THE latest Douglas Hyde exhibition, Outside, sees the gallery leaving its usual diving pool space, and commissioning artists to make site specific works for locations around the TCD campus. According to some accompanying notes, the resulting artworks "question assumed notions about our surroundings" but some of the pieces that have appeared around the college, thwart this attempt to impose unity on the event, fitting uncomfortably under the Outside umbrella. Such waywardness, and its attendant broadening of the possibilities of the show are, however, almost certainly good things.
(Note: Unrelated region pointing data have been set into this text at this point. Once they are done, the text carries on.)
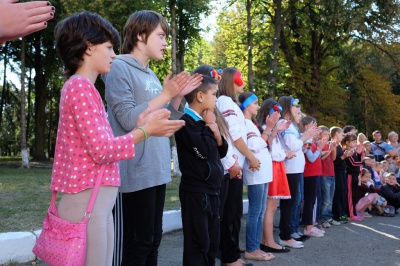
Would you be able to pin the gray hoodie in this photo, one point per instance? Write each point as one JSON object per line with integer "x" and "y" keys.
{"x": 129, "y": 88}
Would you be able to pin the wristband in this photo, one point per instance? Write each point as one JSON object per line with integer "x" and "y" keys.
{"x": 267, "y": 134}
{"x": 144, "y": 132}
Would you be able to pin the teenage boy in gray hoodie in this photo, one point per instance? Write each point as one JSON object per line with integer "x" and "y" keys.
{"x": 132, "y": 87}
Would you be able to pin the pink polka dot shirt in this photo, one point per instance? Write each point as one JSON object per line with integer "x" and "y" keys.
{"x": 85, "y": 140}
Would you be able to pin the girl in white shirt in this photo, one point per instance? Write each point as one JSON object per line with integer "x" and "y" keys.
{"x": 230, "y": 86}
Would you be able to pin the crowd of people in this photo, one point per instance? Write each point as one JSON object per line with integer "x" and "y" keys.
{"x": 319, "y": 176}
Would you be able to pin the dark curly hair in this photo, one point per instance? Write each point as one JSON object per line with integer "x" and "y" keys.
{"x": 74, "y": 33}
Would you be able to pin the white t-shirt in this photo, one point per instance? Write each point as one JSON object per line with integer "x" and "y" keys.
{"x": 259, "y": 147}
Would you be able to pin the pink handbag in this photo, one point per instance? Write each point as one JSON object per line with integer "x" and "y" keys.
{"x": 62, "y": 242}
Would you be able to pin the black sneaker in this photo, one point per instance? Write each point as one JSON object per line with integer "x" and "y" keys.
{"x": 343, "y": 220}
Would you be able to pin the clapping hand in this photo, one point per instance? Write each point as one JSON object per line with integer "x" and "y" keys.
{"x": 157, "y": 123}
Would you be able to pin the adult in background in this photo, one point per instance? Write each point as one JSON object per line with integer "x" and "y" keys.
{"x": 131, "y": 87}
{"x": 378, "y": 147}
{"x": 391, "y": 191}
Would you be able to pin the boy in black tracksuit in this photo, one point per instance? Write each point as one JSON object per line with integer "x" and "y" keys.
{"x": 200, "y": 147}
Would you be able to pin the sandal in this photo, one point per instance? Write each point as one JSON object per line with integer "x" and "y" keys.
{"x": 384, "y": 214}
{"x": 264, "y": 257}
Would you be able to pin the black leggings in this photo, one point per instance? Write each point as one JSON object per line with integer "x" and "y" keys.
{"x": 143, "y": 212}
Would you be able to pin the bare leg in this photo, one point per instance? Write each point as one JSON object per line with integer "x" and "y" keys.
{"x": 268, "y": 236}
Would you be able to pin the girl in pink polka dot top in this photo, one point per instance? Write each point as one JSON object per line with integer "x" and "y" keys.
{"x": 85, "y": 141}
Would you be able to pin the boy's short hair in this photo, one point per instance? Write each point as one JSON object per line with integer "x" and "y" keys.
{"x": 335, "y": 130}
{"x": 376, "y": 132}
{"x": 324, "y": 128}
{"x": 204, "y": 87}
{"x": 142, "y": 22}
{"x": 74, "y": 33}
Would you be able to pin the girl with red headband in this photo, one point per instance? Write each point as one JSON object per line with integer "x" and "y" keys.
{"x": 230, "y": 86}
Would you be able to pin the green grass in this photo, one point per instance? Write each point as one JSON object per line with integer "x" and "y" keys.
{"x": 25, "y": 195}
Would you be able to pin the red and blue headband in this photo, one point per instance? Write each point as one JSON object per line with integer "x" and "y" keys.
{"x": 216, "y": 74}
{"x": 294, "y": 102}
{"x": 276, "y": 108}
{"x": 238, "y": 78}
{"x": 248, "y": 101}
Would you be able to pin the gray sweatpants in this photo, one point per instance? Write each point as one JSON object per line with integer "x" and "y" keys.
{"x": 100, "y": 229}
Perhaps the most strikingly jump of the curatorial rails comes in the form of Mary McIntyre's contribution, which can be found - with some difficulty among the warrens of mysterious campus businesses - indoors, on a top floor wall of the college's Biotechnology Department, positioned, it might seem, where it is least likely to encounter casual passers by McIntyre's heartily ironic light boxes feature the interior of a church, apparently in a state of disrepair, in which the only congregation is a number of religious statues, hanging around gloomily, perhaps bemoaning the loss of their former exalted position in biotechnology.
For her quick, sharp and funny work, Caroline McCarthy has attached a series of toy arrows to the cold blocks of the exterior wall of the Arts building, as though the structure was the besieged fortress of a gang of short pants cowboys, rather than a forum for intellectual investigation.
Where McCarthy's work characterises the college walls as an unbreachable obstruction, Garrett (formerly "Gary") Phelan's Periphery has little trouble passing through them. Delivered through the boundary breaching medium of radio, broadcast from the campus railings, Phelan's bulletins - a discussion on Plato's cave dwellers, a passage on creating boundary fences and a message in Latin - nevertheless focus on the business of exclusion and exclusivity.
Theo Simms's work uses a set of overhead projectors - vital cogs in the academic motor - to cover the end wall of the Museum Building with images that may represent what might be found on the other side of the stone, but as the projectors are propped up on a torrent of romantic paperbacks, the images may be fanciful.
Morgan Doyle's work occupies a prominent space in front square, masquerading as a site of some repairs, bearing a bold warning sign that serves to lure viewers closer, only to disappoint them with its innocuousness, while Finbar Kelly's work, which apparently involves the random placement of college refuse sacks, is not only the hardest work to spot, it is also, by design, a load of rubbish.